The late, great former Speaker of the House Tip O’Neill famously said and wrote: All politics is local. And the citizens of Alexandria, Virginia, many of whom are distracted by the noisy hum of national politics, have been jolted awake — as if being dunked in a bathtub of ice water — with the realization their city has been hijacked by a generally oddball ideological agenda compounded by special interests who do not live, work or commute in this once-quaint DC suburb.

Alexandrians are now left scratching their heads and trying to assess the damage done by a mostly unsophisticated, freewheeling city council. Residents are trying to comprehend how a part-time city elected council could do so much tangible damage in such a short time. Sadly, it can do a fair amount.

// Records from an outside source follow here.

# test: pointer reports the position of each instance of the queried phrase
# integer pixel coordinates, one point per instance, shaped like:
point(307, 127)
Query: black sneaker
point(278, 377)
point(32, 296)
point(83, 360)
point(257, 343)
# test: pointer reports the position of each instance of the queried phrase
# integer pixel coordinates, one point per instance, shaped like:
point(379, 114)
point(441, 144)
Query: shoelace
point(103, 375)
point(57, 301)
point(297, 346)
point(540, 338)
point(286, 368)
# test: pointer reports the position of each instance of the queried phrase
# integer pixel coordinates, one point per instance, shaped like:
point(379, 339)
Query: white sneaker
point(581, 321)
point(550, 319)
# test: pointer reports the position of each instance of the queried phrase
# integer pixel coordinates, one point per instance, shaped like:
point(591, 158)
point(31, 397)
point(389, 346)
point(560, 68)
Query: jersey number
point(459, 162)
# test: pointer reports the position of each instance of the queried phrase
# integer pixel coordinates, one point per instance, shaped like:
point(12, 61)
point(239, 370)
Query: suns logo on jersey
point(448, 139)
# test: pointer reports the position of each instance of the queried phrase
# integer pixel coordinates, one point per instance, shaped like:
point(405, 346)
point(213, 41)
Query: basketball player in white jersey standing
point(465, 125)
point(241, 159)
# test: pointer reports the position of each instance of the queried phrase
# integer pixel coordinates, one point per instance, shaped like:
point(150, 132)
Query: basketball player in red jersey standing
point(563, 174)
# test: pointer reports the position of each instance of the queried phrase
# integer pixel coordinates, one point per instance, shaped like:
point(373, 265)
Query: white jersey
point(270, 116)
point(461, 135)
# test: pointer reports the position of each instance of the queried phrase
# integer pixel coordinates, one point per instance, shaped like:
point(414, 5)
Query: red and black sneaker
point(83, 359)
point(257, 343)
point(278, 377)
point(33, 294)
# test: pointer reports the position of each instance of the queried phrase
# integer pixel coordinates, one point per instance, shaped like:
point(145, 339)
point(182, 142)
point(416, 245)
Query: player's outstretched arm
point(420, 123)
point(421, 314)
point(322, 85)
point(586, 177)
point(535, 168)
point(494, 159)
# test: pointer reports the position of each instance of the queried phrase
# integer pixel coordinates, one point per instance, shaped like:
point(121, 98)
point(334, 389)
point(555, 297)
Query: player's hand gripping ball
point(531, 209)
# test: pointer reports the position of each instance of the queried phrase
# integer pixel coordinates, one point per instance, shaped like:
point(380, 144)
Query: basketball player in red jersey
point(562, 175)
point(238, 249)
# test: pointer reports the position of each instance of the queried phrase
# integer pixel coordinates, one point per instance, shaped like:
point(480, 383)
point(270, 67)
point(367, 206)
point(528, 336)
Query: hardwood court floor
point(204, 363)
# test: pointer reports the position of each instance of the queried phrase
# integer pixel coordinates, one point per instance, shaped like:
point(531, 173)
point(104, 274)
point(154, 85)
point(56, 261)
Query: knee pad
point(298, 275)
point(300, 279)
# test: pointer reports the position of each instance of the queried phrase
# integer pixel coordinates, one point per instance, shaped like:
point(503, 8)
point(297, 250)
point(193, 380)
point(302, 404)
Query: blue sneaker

A combination of several seemingly tone-deaf, part-time elected officials and unmanaged city growth over the past decade with rubber-stamped overdevelopment has led to frustrating traffic congestion and a negative impact to quality of life.

What has happened to Alexandria is akin to the domino effect that has resulted in climate change: a series of poor planning and short-sighted decisions over a relatively short period of time which has resulted in a “new normal” that will be impossible to reverse. The changes were subtle at first for Alexandrians — a few new high rises here, a few road reductions there, and voila!

But as a former resident and frequent visitor, the changes were drastically apparent on a recent visit to my old stomping grounds. The new congested reality of Alexandria was like a slap in the face. It felt so unfamiliar. It was like seeing a friend after many years at a high school reunion and he is almost unrecognizable. He’s an older, fatter, balder, less charming version of someone who looks faintly familiar. I had glimpses of recognition of the place I once call home, but the traffic congestion, newly constructed high rises, and fewer green spaces have changed this city into an uglier version of its former self.

The build-up of traffic on I-395 was my first sign that something had changed. As I inched off my regular exit from I-395 to Seminary Road, I found myself waiting. And waiting. And waiting.

I figured there was likely an accident and traffic was simply moving slowly, but then I realized something quite perplexing. My regular route leading into Old Town had been oddly altered to a two lane road from the previous four lane road, with large expansive medians and oddly-colored Kelly green bike lanes going both ways. I had plenty of time to marvel at this oddity since I sat in traffic for more than 20 minutes to go just a mile. The car lanes were like a parking lot while the new bike lanes sat completely empty. (Apparently the cycling community did not get the memo that Seminary Road was open for business.)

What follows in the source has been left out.